В 1889 году все трое решили не возвращаться больше в город, и так родилась коммуна художников. Люди ехали сюда в надежде, что на благотворной почве их собственный талант тоже даст ростки. Единственным учителем ворпсведцы признавали природу – облака над головой дают не меньше знаний, чем кисть в руке.

Не прошло и десяти лет, как в коммуну потянулась молодежь, в том числе Клара Вестхоф и Паула Беккер, а в августе 1900-го Фогелер пригласил в Ворпсведе молодого поэта Райнера Марию Рильке, которого встретил на вечере во Флоренции. Они сговорились, что Фогелер нарисует романтические иллюстрации к некоторым стихам Рильке, и художник предложил поэту заняться этим сообща.

«До чего широко открываются здесь глаза! Они хотят объять все небо!» – писал Рильке по прибытии в Ворпсведе. Большинство жителей коммуны обитали в старом крестьянском доме, Фогелер же превратил свой дом в памятник немецкому югендстилю. Крыльцо с перилами и сводчатым навесом вело к девственно-белым стенам, увитыми виноградными лозами. У Фогелера были шоколадно-карие глаза и тонкое мальчишеское лицо, он приветливо встретил Рильке и предложил поэту «голубую комнату под крышей», которую берег для самых дорогих гостей.

Молодые обитатели коммуны возлежали в креслах. В вазах повсюду стояли полевые цветы. Кто-то играл Шуберта на пианино. Девушки носили венки из роз, а юноши – жесткие классические стоячие воротнички.

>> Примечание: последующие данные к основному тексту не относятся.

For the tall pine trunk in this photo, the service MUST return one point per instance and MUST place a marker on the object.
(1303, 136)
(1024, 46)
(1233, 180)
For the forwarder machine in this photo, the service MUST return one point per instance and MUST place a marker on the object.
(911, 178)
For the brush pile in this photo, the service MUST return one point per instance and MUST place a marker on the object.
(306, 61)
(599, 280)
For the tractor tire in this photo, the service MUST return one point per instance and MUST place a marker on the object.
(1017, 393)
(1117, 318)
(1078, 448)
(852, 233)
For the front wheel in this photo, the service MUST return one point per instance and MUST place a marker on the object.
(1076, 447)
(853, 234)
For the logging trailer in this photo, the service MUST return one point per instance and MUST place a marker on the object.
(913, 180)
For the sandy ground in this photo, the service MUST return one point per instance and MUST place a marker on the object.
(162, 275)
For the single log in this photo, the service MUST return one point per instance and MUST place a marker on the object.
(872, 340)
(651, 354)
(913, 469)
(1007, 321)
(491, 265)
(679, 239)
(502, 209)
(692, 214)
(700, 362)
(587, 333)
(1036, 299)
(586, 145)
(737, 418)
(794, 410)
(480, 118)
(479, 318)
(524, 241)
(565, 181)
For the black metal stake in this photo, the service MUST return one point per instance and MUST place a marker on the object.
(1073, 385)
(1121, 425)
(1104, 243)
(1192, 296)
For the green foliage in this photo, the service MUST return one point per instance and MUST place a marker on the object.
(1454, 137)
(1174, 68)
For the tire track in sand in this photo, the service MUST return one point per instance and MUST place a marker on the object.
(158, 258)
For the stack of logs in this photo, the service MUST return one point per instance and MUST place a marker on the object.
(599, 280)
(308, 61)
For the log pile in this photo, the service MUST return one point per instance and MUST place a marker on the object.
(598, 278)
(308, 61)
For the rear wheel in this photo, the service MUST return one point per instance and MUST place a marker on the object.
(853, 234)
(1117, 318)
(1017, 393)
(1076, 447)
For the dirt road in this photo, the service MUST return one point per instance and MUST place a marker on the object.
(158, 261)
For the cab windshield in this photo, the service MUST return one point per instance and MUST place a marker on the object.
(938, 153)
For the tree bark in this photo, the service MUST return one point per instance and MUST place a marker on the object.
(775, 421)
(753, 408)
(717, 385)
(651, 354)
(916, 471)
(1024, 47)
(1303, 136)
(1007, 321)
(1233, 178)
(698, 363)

Именно такая расслабленная обстановка и требовалась Рильке после всех отказов, которые он получил за год, – от Андреас-Саломе, Толстого и, совсем недавно, от Чехова. Рильке не раз посылал драматургу свои переводы «Чайки» и молил прочитать их, но Чехов так и не ответил. Кроме того, Рильке писал балетному импресарио Сергею Дягилеву, который в то время был редактором российского журнала «Мир искусства», с просьбой помочь в организации художественной выставки в Берлине. Дягилев отказался, и выставка не состоялась.

Ворпсведцев связывали теплые, дружеские отношения, они верили, что любовь, дружба и искусство могут существовать рука об руку, и в этом Рильке находил утешение.

«Я верю этому месту и желаю, чтобы оно даровало мне возможности и путь к грядущему, – писал он. – Здесь я могу вновь просто жить».

Ворпсведцы, однако, не сразу приняли поэта. Мужчины здесь носили бархатные жилеты и длинные английские пальто, а Рильке приехал в сандалиях и тонкой крестьянской рубахе. Он старался придать себе богемный вид, но больше походил на слугу-славянина или чешского националиста, и даже экономки потешались над ним за спиной.

Да и стихи не поразили эстетствующих с первого слова. Едва приехав в Ворпсведе, Рильке появился на еженедельном салоне. Когда подошел его черед делиться своим творчеством в озаренной свечами комнате, он стал читать стихи спокойным низким голосом. С каждым словом уверенность Рильке в своем произведении крепла. Краем глаза он заметил, что две девушки в белых платьях напряженно следят за ним из бархатных кресел. Это были Беккер и Вестхоф, которые только что вернулись из Парижа.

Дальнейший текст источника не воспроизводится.